Les plaques vandalisées seront remises en état aujourd’hui. PHOTO DAVID BRIAND
Trente-cinq personnes se sont rassemblées, hier, à 18 heures, à la prairie de la Palu, sur le site où sont implantés les deux arbres d’Hiroshima et de Nagasaki, dont les plaques ont été retrouvées descellées et à terre dimanche matin (« Sud Ouest » de mardi). Rappelons que sur les plaques avaient été inscrites, au feutre noir, ces inscriptions : « God bless America » (« Dieu bénisse l’Amérique ») et « USA winners » (« Les États-Unis vaincront »).
Soutien des élus
Trois associations - Action des citoyens pour le désarmement nucléaire (ACDN), la Chorale humanitaire et le Mouvement de la paix - avaient signé conjointement un communiqué appelant à ce mouvement de protestation contre l’atteinte à ces symboles pacifiques plantés en 2006 et 2008. Président d’ACDN, Jean-Marie Matagne a condamné le comportement de ou des auteurs de ces dégradations. « Tout le monde ou presque, aujourd’hui, est d’accord pour un monde sans arme nucléaire », a-t-il martelé, avant de fustiger « l’idéologie inhumaine et mortifère » des vandales.
« La mairie d’Hiroshima et les responsables des réseaux des maires pour la paix suivent de près ce qui se passe à Saintes », a-t-il poursuivi, citant encore les mots de soutien reçus de la part de la députée Catherine Quéré et de l’adjointe au maire de Saintes chargée de l’éducation, Martine Tiberj.

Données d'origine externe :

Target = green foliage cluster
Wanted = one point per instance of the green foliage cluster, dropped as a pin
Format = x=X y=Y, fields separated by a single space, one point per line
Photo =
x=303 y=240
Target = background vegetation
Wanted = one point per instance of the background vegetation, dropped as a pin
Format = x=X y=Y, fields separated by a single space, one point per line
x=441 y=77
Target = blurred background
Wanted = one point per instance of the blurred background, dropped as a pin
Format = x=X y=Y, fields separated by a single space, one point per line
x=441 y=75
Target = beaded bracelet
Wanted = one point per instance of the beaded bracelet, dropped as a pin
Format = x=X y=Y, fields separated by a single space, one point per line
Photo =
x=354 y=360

Chargée de la gestion de la prairie de la Palu, la conseillère municipale Catherine Gaillard-Remontet a assuré que les services techniques allaient remettre en état le site aujourd’hui. ACDN va, par ailleurs, déposer plainte contre X ce même jour.*
Saintes · Charente-Maritime · Catherine Quéré
* NOTE D’ACDN : Il s’avère que seuls les propriétaires d’un bien dégradé peuvent porter plainte pour la dégradation commise. S’agissant d’un bien appartenant à la commune et situé sur un domaine communal, seule la mairie est habilitée à porter plainte. C’est ce que le maire et la municipalité de Saintes ont décidé de faire. Ne pouvant s’associer à la plainte, ACDN suivra les résultats de l’enquête judiciaire par l’intermédiaire de la mairie.

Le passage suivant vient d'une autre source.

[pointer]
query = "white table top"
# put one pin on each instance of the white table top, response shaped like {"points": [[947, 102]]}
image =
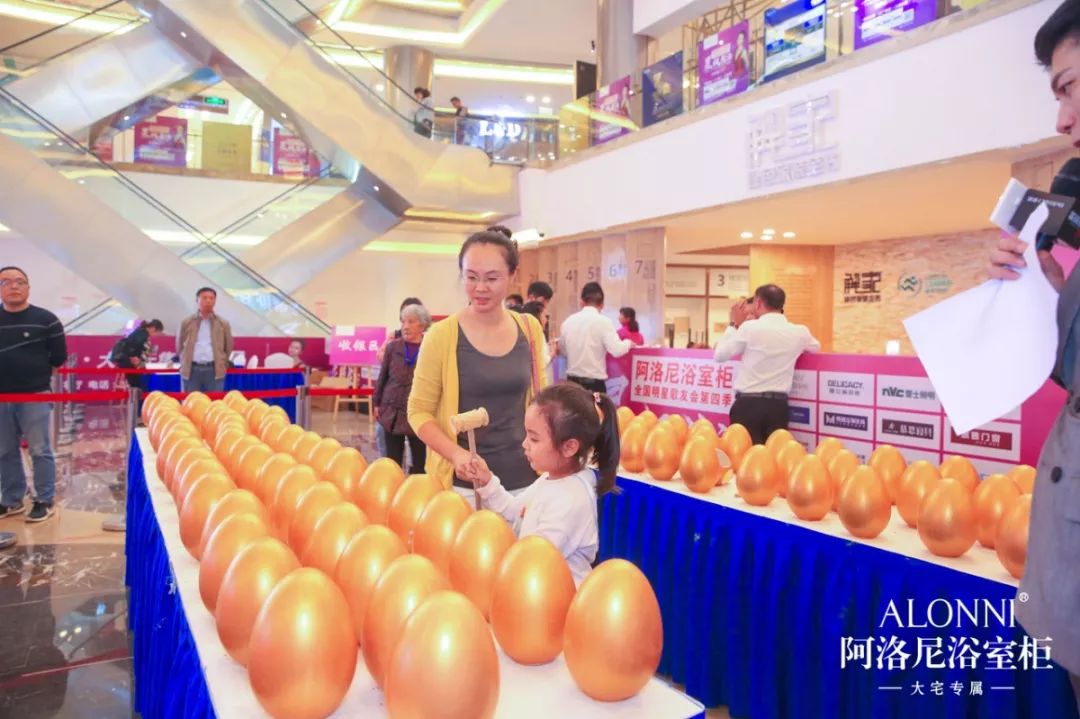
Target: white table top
{"points": [[526, 691], [898, 537]]}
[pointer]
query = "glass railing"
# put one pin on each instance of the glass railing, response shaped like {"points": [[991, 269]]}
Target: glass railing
{"points": [[78, 24], [732, 51], [505, 140], [197, 247]]}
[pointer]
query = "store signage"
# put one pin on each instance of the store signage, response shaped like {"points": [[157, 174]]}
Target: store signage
{"points": [[910, 284], [880, 19], [914, 393], [729, 282], [612, 102], [685, 281], [355, 346], [790, 144], [794, 38], [206, 104], [909, 429], [162, 141], [853, 422], [724, 64], [507, 129], [862, 287], [846, 388], [662, 90]]}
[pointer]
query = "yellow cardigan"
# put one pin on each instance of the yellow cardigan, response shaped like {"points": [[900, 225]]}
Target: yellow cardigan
{"points": [[436, 383]]}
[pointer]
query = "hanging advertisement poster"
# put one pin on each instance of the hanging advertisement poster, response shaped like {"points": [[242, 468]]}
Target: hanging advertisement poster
{"points": [[880, 19], [662, 90], [162, 141], [612, 111], [724, 64], [292, 157], [794, 38]]}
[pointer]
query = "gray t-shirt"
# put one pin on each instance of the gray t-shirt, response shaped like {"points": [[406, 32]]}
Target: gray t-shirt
{"points": [[500, 385]]}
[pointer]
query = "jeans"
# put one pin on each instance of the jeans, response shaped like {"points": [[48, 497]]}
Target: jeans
{"points": [[28, 420], [380, 438], [202, 380]]}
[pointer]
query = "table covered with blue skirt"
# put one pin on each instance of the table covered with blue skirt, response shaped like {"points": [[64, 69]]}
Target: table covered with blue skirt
{"points": [[242, 381], [181, 669], [777, 618]]}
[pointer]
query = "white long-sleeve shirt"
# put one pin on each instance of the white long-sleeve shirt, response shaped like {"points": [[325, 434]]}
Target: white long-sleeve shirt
{"points": [[586, 338], [769, 347], [562, 511]]}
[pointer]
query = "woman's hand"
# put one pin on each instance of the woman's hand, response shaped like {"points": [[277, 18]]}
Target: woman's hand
{"points": [[1009, 257], [480, 473], [462, 463]]}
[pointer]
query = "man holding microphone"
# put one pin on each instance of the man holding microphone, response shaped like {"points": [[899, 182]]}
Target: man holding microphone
{"points": [[1051, 582]]}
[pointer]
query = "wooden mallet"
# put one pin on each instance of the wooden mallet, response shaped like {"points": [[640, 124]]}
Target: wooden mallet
{"points": [[468, 422]]}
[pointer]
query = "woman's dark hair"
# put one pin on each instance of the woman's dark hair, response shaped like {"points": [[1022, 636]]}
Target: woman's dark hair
{"points": [[489, 238], [570, 412], [536, 309]]}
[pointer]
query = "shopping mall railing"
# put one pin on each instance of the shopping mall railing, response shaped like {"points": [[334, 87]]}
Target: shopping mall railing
{"points": [[201, 251]]}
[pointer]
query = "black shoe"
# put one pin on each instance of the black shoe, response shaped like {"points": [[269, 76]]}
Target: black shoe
{"points": [[40, 512], [12, 511]]}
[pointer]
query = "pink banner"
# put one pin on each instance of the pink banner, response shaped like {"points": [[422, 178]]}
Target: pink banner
{"points": [[356, 346], [162, 141], [864, 399], [94, 350]]}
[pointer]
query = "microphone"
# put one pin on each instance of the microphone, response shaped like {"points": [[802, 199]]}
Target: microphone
{"points": [[1017, 202], [1067, 185]]}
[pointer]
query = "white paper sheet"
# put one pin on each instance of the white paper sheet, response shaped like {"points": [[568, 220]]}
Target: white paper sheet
{"points": [[990, 348]]}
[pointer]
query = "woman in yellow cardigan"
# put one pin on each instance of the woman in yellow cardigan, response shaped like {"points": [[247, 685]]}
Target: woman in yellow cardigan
{"points": [[483, 356]]}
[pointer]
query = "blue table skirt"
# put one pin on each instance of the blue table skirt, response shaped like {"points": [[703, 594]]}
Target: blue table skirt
{"points": [[169, 677], [755, 611], [254, 382]]}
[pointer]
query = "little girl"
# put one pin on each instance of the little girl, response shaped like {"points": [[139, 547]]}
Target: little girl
{"points": [[565, 426]]}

ARTICLE DE SUD OUEST 14 septembre 2010 06h00 | Par David Briand
Des symboles vandalisés
Les faits ont été découverts dimanche matin. Les plaques gravées situées devant les deux arbres d’Hiroshima et Nagasaki, plantés dans la prairie de La Palu, ont été arrachées avec leur socle en ciment. Sont écrites au feutre noir, sur ces plaques, deux inscriptions en anglais : « God bless America ! » (« Dieu bénisse l’Amérique ! ») et « USA winners ! » (« Les USA vaincront ! »).
Ces actes de vandalisme ont fait aussitôt réagir Jean-Marie Matagne, président d’ACDN (Action des citoyens pour le désarmement nucléaire). Dans un communiqué, il rappelle aux vandales que « le président des États-Unis, Barack Obama, est parti en croisade pour un monde sans armes nucléaires. Le ou les vandales de la Palu semblent vouloir l’ignorer. L’Amérique fiévreuse dont ils se réclament ne mérite aucune bénédiction, ni humaine, ni divine ».